2 meter phone patch was a huge draw for me in the mid 70's. That is what lured me into the hobby. I recall our club having 2 repeaters on a broadcast tower and having to have an additional receiver on the output frequency. In those days, if someone was on your output frequency, your repeater could not come up and interfere with them thus the need for the system to monitor the output before transmitting.
I also recall one bright fellow who programmed a Commodore Pet computer to control both machines. With TouchTone pads, you could make an autopatch or play a couple of welcome tapes from broadcast cart machines.
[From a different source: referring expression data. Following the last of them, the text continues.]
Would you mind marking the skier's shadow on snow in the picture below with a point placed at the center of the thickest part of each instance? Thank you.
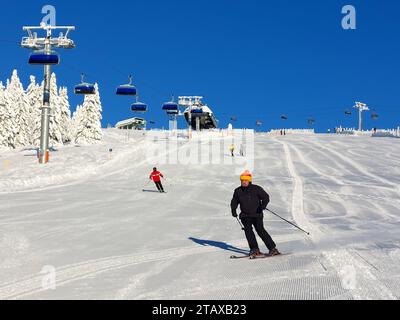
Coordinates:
(217, 244)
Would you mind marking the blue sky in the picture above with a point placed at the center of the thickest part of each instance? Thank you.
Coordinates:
(255, 59)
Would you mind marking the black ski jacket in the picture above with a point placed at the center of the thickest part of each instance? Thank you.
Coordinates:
(253, 200)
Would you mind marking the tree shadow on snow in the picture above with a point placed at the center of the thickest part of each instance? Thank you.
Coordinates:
(217, 244)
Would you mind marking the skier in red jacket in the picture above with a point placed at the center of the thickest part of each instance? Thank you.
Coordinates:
(156, 177)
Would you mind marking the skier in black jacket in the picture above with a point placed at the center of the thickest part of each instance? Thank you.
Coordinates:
(253, 200)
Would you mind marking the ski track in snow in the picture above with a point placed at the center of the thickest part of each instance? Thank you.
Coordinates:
(31, 285)
(298, 198)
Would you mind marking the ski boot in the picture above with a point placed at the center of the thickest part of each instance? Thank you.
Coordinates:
(274, 252)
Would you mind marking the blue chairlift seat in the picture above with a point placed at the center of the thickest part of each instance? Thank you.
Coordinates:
(170, 106)
(44, 58)
(139, 107)
(126, 90)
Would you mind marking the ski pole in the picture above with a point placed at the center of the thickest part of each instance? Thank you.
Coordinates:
(288, 221)
(240, 223)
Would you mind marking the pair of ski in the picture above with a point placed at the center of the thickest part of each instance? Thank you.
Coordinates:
(262, 256)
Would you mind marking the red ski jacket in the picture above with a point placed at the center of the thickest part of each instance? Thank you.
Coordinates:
(156, 176)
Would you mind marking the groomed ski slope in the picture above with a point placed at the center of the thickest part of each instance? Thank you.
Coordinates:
(85, 215)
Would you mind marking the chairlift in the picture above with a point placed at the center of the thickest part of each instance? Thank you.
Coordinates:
(138, 106)
(42, 57)
(374, 116)
(84, 87)
(127, 89)
(171, 106)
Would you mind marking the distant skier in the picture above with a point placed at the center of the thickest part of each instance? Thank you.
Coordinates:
(232, 149)
(241, 150)
(253, 200)
(156, 177)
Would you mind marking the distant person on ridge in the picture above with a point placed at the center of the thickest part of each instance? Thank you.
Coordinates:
(253, 200)
(156, 177)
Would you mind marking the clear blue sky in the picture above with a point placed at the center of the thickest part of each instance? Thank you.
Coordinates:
(255, 59)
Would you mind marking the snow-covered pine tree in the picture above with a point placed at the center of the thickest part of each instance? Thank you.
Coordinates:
(55, 130)
(66, 123)
(2, 113)
(34, 95)
(88, 120)
(8, 125)
(17, 100)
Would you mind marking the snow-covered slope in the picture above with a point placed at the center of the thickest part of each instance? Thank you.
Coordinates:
(85, 215)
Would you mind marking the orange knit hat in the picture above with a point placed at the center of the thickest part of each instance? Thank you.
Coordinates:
(246, 176)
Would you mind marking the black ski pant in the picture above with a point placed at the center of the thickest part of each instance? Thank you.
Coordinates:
(258, 224)
(159, 186)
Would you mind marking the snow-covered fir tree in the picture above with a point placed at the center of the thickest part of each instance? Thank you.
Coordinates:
(66, 122)
(55, 112)
(20, 115)
(34, 98)
(88, 120)
(8, 125)
(2, 114)
(16, 99)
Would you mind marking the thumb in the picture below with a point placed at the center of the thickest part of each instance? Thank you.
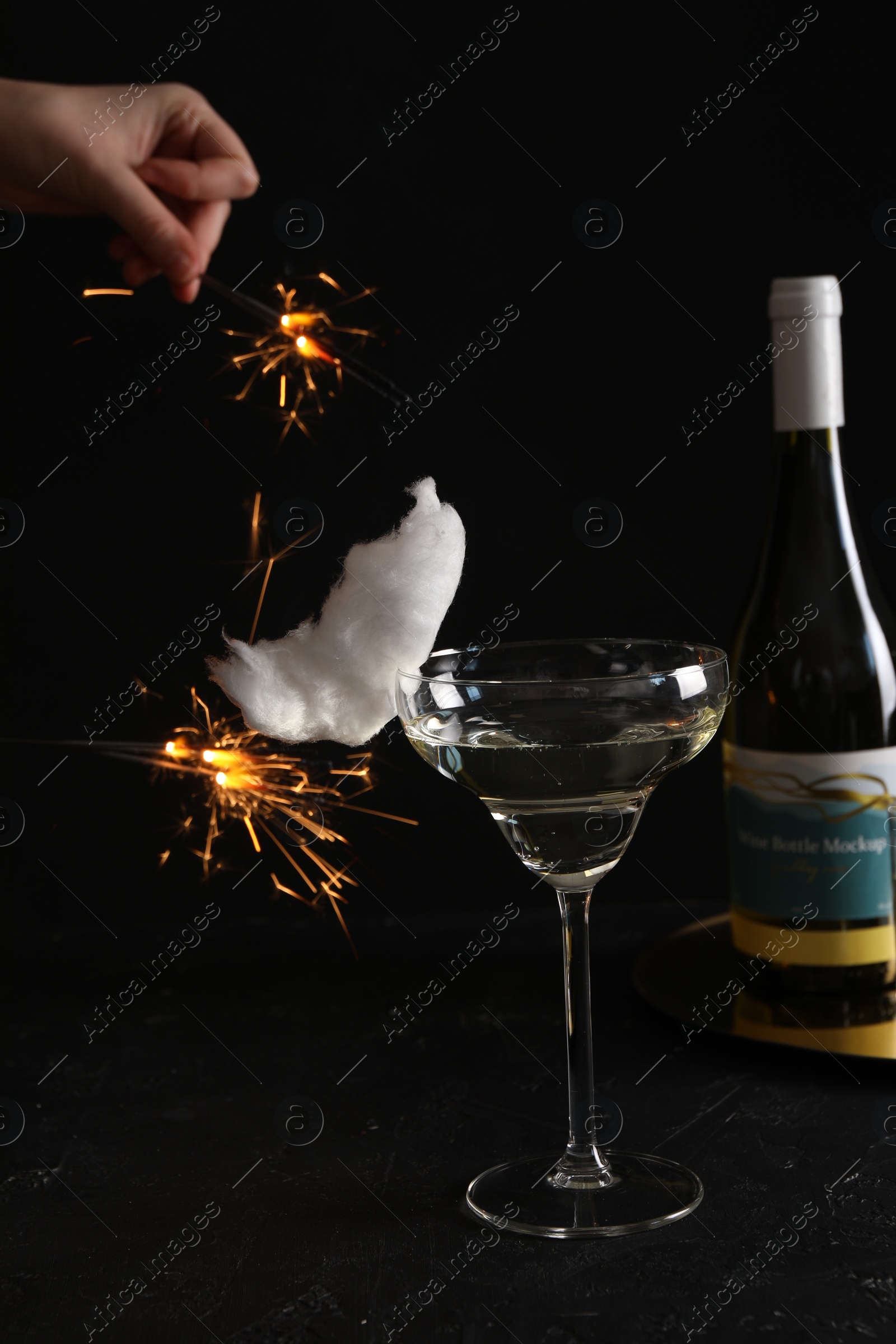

That was VERY cool back then.
The same guy, Jack, KB4B, helped me start a repeater using his BASIC code modified for my one machine and his schematic for the computer-to-repeater interface. He even threw in most of the parts and charged nothing for any of it. I added some additional features like being able to tone up NASA Select audio so that we could listen to the space shuttle via my backyard C-band dish and I also made use of one of the "voices" in the computer to generate the CW id. The machine consisted of 2 Icom 22-S transceivers, some VHF Engineering 220mhz gear and a couple of yagis (to link the split sites), 2 Hustler G6 antennae and a Commodore 64. Audio mixing was accomplished with an old Radio Shack stereo audio mixer, left channel for audio to the repeater, right channel for audio to the phone line. Some simple EQ on each input allowed me to have very nice audio unlike some other linked repeaters that sounded "tinny." The whole machine was as ugly as a mud fence but worked beautifully.
A marine deep cycle battery on constant charge ran a voltage inverter which, in turn, powered the station and provided continuous operation when AC power failed. Not the most efficient power chain but it never failed once in the many years the repeater was on the air.